Kim Grace Y E, Corbin Conor K, Grolleau François, Baiocchi Michael, Chen Jonathan H
Center for Biomedical Informatics Research, Stanford, CA, USA.
Center for Biomedical Informatics Research, Stanford, CA, USA; Department of Biomedical Data Science, Stanford, CA, USA.
J Biomed Inform. 2025 Aug;168:104854. doi: 10.1016/j.jbi.2025.104854. Epub 2025 Jun 5.
As machine learning adoption in clinical practice continues to grow, deployed classifiers must be continuously monitored and updated (retrained) to protect against data drift that stems from inevitable changes, including evolving medical practices and shifting patient populations. However, successful clinical machine learning classifiers will lead to a change in care which may change the distribution of features, labels, and their relationship. For example, "high risk" cases that were correctly identified by the model may ultimately get labeled as "low risk" thanks to an intervention prompted by the model's alert. Classifier surveillance systems naive to such deployment-induced feedback loops will estimate lower model performance and lead to degraded future classifier retrains. The objective of this study is to simulate the impact of these feedback loops, propose feedback aware monitoring strategies as a solution, and assess the performance of these alternative monitoring strategies through simulations.

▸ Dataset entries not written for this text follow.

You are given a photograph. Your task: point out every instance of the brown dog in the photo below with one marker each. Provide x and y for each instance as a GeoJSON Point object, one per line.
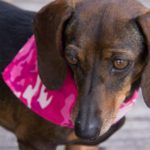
{"type": "Point", "coordinates": [106, 43]}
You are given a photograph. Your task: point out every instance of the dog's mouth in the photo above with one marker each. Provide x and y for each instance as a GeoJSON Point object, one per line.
{"type": "Point", "coordinates": [123, 110]}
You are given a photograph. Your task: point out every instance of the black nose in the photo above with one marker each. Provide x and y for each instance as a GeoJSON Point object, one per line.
{"type": "Point", "coordinates": [87, 129]}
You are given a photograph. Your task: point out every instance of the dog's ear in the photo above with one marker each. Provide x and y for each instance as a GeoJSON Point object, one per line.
{"type": "Point", "coordinates": [49, 26]}
{"type": "Point", "coordinates": [144, 22]}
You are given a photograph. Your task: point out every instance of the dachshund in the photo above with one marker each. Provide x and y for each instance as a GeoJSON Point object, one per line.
{"type": "Point", "coordinates": [106, 45]}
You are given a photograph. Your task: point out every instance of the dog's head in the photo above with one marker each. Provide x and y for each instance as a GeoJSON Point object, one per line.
{"type": "Point", "coordinates": [106, 44]}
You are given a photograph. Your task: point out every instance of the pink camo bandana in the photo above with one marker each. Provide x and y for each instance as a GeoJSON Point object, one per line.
{"type": "Point", "coordinates": [56, 106]}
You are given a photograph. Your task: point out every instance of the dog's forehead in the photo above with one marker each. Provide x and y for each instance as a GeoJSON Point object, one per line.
{"type": "Point", "coordinates": [105, 20]}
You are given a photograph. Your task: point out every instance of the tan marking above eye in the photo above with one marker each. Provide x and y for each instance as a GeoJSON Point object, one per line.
{"type": "Point", "coordinates": [120, 64]}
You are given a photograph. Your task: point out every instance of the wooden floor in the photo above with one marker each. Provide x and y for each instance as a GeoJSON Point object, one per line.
{"type": "Point", "coordinates": [135, 135]}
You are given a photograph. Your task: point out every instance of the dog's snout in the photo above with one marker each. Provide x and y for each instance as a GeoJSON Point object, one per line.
{"type": "Point", "coordinates": [87, 130]}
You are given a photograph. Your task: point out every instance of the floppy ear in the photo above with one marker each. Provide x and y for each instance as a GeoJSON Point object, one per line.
{"type": "Point", "coordinates": [49, 26]}
{"type": "Point", "coordinates": [144, 22]}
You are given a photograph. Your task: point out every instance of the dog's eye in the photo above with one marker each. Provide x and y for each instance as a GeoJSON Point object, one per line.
{"type": "Point", "coordinates": [120, 64]}
{"type": "Point", "coordinates": [71, 59]}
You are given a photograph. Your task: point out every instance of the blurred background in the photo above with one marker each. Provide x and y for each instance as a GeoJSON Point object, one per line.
{"type": "Point", "coordinates": [135, 135]}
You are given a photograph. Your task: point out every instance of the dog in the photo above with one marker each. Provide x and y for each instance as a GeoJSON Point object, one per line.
{"type": "Point", "coordinates": [105, 43]}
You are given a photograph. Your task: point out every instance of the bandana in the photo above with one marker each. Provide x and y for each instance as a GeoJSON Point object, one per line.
{"type": "Point", "coordinates": [56, 106]}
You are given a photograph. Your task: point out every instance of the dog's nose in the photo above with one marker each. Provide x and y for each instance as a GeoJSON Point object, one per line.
{"type": "Point", "coordinates": [86, 130]}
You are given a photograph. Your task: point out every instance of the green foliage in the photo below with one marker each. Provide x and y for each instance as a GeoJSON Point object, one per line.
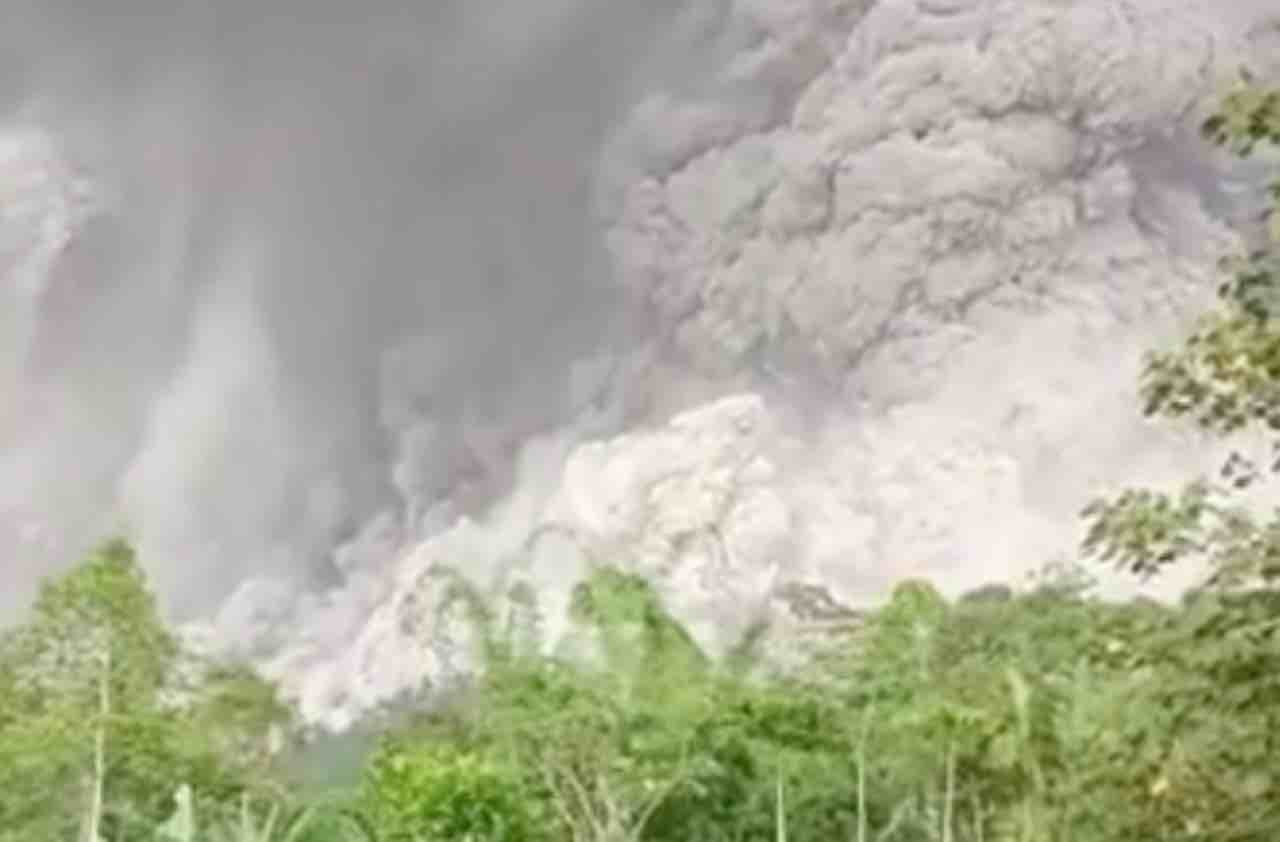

We propose Adherence Weighted and Sampling Weighted Monitoring as two feedback loop-aware surveillance strategies. Through simulation we evaluate their ability to accurately appraise post deployment model performance and to initiate safe and accurate classifier retraining.
Measured across accuracy, area under the receiver operating characteristic curve, average precision, brier score, expected calibration error, F1, precision, sensitivity, and specificity, in the presence of feedback loops, Adherence Weighted and Sampling Weighted strategies have the highest fidelity to the ground truth classifier performance while standard approaches yield the most inaccurate estimations. Furthermore, in simulations with true data drift, retraining using standard unweighted approaches results in a AUROC score of 0.52 (drop from 0.72). In contrast, retraining based on Adherence Weighted and Sampling Weighted strategies recover performance to 0.67 which is comparable to what a new model trained from scratch on the existing and shifted data would obtain.
Compared to standard approaches, Adherence Weighted and Sampling Weighted strategies yield more accurate classifier performance estimates, measured according to the no-treatment potential outcome. Retraining based on these strategies bring stronger performance recovery when tested against data drift and feedback loops than do standard approaches.
随着机器学习在临床实践中的应用不断增加,已部署的分类器必须持续进行监测和更新(重新训练),以防范因不可避免的变化(包括不断演变的医疗实践和不断变化的患者群体)导致的数据漂移。然而,成功的临床机器学习分类器会导致护理方式的改变,这可能会改变特征、标签及其关系的分布。例如,由于模型警报引发的干预,模型正确识别的“高风险”病例最终可能会被标记为“低风险”。对这种由部署引起的反馈回路不敏感的分类器监测系统会低估模型性能,并导致未来分类器重新训练的效果下降。本研究的目的是模拟这些反馈回路的影响,提出考虑反馈的监测策略作为解决方案,并通过模拟评估这些替代监测策略的性能。
我们提出依从加权监测和采样加权监测作为两种考虑反馈回路的监测策略。通过模拟,我们评估它们准确评估部署后模型性能以及启动安全准确的分类器重新训练的能力。
在存在反馈回路的情况下,从准确率、接收器操作特征曲线下面积、平均精度、布里尔分数、预期校准误差、F1值、精确率、灵敏度和特异性等方面进行衡量,依从加权策略和采样加权策略对真实分类器性能的保真度最高,而标准方法的估计最不准确。此外,在存在真实数据漂移的模拟中,使用标准无加权方法进行重新训练会导致曲线下面积(AUROC)得分为0.52(从0.72下降)。相比之下,基于依从加权策略和采样加权策略进行重新训练可将性能恢复到0.67,这与在现有和变化后的数据上从头训练的新模型所获得的性能相当。
与标准方法相比,依从加权策略和采样加权策略根据无治疗潜在结果衡量,能产生更准确的分类器性能估计。在针对数据漂移和反馈回路进行测试时,基于这些策略的重新训练比标准方法能带来更强的性能恢复。